Hello Chuyi,
On 12/23/2024 6:28 PM, Chuyi Zhou wrote:
在 2024/12/18 14:21, K Prateek Nayak 写道:
Hello Chuyi,
On 12/16/2024 5:53 PM, Chuyi Zhou wrote:
[..snip..]
@@ -2081,6 +2081,12 @@ numa_type numa_classify(unsigned int imbalance_pct,
return node_fully_busy;
}
+static inline bool numa_migrate_test_cpu(struct task_struct *p, int cpu)
+{
+ return cpumask_test_cpu(cpu, p->cpus_ptr) &&
+ housekeeping_cpu(cpu, HK_TYPE_DOMAIN);
+}
+
#ifdef CONFIG_SCHED_SMT
/* Forward declarations of select_idle_sibling helpers */
static inline bool test_idle_cores(int cpu);
@@ -2168,7 +2174,7 @@ static void task_numa_assign(struct task_numa_env *env,
/* Find alternative idle CPU. */
for_each_cpu_wrap(cpu, cpumask_of_node(env->dst_nid), start + 1) {
Can we just do:
for_each_cpu_and(cpu, cpumask_of_node(env->dst_nid), housekeeping_cpumask(HK_TYPE_DOMAIN)) {
...
}
and avoid adding numa_migrate_test_cpu(). Thoughts?

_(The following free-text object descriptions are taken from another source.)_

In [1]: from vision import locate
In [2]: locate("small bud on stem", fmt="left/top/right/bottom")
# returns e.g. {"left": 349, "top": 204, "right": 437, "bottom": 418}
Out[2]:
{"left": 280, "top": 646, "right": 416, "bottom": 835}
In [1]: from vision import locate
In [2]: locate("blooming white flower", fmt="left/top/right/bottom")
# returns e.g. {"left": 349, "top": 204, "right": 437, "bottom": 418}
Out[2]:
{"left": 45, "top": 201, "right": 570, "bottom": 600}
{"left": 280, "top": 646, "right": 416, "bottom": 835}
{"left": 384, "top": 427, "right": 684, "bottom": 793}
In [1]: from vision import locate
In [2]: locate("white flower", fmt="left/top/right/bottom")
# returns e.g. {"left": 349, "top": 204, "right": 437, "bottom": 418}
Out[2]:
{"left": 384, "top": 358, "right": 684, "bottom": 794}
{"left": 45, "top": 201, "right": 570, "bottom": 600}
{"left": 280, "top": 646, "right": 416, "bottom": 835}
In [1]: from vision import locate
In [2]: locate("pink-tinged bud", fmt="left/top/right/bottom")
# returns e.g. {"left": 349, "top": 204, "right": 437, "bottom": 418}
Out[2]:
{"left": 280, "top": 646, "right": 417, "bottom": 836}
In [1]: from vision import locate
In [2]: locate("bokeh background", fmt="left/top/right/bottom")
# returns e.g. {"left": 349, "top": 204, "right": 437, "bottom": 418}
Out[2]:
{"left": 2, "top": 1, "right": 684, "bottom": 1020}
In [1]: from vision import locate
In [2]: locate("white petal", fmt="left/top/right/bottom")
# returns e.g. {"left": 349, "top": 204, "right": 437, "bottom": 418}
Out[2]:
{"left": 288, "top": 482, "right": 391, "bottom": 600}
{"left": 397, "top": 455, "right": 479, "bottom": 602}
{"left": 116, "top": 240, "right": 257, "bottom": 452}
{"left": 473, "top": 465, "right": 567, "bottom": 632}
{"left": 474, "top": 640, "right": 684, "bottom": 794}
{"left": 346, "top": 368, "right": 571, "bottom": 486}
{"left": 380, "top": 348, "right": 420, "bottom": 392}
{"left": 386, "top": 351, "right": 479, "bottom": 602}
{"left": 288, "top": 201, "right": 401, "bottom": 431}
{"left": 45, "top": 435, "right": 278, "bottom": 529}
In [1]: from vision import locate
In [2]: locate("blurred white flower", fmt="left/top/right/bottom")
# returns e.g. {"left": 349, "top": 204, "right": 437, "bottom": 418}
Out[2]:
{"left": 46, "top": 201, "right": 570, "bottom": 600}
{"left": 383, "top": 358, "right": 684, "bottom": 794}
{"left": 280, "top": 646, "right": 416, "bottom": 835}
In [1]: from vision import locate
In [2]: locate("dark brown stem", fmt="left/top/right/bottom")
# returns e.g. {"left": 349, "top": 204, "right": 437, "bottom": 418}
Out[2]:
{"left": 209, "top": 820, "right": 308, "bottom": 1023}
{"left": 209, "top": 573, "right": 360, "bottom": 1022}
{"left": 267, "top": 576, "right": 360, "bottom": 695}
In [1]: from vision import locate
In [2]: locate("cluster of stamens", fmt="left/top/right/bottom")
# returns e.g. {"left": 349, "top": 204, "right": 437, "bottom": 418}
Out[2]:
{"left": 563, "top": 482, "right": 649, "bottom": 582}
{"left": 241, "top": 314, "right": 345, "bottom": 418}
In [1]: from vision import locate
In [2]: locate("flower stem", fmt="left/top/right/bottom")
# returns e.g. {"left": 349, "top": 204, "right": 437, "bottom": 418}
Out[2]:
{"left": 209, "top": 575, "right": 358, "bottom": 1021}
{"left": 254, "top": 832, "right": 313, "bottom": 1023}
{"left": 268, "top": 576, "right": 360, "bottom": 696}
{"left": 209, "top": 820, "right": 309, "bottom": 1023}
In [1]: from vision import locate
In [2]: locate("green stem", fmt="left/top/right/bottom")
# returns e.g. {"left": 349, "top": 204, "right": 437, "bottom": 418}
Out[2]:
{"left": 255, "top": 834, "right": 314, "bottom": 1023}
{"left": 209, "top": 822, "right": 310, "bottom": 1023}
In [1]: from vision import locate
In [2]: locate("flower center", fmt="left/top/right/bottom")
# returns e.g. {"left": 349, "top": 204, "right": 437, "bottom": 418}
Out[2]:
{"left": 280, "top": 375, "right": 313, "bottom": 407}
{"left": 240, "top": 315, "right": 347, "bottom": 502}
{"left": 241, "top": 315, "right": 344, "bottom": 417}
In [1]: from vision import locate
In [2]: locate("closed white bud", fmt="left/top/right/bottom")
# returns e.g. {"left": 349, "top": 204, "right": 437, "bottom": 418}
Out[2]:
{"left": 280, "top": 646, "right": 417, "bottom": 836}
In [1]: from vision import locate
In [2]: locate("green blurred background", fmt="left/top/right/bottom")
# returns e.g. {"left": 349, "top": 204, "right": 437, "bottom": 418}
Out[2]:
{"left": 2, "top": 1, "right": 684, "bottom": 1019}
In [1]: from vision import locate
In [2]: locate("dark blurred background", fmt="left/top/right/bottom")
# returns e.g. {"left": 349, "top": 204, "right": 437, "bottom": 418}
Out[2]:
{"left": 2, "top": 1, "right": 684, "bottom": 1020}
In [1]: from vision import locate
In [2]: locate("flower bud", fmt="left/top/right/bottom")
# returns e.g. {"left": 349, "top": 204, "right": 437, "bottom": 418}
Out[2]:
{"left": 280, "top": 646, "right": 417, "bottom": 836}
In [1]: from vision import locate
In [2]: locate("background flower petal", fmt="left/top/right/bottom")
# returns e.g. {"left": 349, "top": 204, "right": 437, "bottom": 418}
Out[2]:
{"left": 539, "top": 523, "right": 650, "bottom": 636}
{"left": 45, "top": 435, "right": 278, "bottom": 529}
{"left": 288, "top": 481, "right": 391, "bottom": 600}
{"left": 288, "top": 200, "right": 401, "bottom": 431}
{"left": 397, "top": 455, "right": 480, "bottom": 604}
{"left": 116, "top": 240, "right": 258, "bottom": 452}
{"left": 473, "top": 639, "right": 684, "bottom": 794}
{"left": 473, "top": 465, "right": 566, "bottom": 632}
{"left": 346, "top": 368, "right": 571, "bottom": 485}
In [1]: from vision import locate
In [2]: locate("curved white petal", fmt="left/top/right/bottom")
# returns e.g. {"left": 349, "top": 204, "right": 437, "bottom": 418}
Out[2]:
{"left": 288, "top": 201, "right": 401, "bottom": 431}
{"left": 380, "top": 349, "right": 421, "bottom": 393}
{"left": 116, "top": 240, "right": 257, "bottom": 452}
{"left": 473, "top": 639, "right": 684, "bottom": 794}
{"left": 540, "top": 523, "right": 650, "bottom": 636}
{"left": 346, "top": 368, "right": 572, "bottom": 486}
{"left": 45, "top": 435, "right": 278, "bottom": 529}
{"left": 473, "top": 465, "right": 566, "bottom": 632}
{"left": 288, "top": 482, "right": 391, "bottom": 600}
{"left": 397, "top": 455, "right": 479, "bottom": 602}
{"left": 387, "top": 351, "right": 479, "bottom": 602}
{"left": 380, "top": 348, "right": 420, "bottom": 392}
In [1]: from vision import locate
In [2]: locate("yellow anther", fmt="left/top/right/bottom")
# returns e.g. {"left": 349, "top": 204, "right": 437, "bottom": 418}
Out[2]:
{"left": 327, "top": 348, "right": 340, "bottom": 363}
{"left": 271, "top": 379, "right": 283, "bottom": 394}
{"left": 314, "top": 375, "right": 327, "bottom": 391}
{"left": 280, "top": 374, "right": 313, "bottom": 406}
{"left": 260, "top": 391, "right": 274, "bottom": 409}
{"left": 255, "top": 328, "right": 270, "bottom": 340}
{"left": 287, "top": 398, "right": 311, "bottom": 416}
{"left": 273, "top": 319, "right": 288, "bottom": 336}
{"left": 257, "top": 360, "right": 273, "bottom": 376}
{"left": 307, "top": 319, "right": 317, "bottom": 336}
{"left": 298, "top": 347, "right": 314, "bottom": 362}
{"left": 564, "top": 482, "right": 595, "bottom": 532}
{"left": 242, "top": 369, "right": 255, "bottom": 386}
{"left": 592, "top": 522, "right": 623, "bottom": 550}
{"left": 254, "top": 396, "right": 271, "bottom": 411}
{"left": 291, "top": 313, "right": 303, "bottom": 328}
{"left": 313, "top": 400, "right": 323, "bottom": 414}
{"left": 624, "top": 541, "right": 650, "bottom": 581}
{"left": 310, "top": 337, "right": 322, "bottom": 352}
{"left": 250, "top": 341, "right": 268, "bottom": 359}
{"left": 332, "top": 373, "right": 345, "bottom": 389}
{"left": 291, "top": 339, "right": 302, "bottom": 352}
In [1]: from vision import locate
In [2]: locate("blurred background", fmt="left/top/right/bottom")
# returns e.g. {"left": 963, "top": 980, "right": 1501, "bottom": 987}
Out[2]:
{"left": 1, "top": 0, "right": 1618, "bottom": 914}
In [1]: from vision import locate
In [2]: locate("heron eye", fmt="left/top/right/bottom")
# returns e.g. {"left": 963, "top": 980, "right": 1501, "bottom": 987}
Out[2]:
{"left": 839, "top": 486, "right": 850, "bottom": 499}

Make sense, but now there doesn't seem to be an API like for_each_cpu_wrap_and().
Do you think the following is better?
diff --git a/kernel/sched/fair.c b/kernel/sched/fair.c
index 855df103f4dd..4792ef672738 100644
--- a/kernel/sched/fair.c
+++ b/kernel/sched/fair.c
@@ -2167,9 +2167,9 @@ static void task_numa_assign(struct task_numa_env *env,
int start = env->dst_cpu;
/* Find alternative idle CPU. */
- for_each_cpu_wrap(cpu, cpumask_of_node(env->dst_nid), start + 1) {
+ for_each_cpu_and(cpu, cpumask_of_node(env->dst_nid), housekeeping_cpumask(HK_TYPE_DOMAIN)) {
if (cpu == env->best_cpu || !idle_cpu(cpu) ||
"start" is set to "env->dst_cpu" is already taken care here with the
first comparison.
- !cpumask_test_cpu(cpu, env->p->cpus_ptr)) {
+ cpu == start || !cpumask_test_cpu(cpu, env->p->cpus_ptr)) {
continue;
}
I think the for_each_cpu_wrap() was used to reduce contention for xchg
operation below. Perhaps we can have a per-cpu temporary mask (like
load_balance_mask) if we want to reduce the xchg contention and break
this into cpumask_and() + for_each_cpu_wrap() steps. I'm not sure if
any of the existing masks (load_balance_mask, select_rq_mask,
should_we_balance_tmpmask) can be safely reused. Otherwise, perhaps we
can make a case for for_each_cpu_and_wrap() with this use case.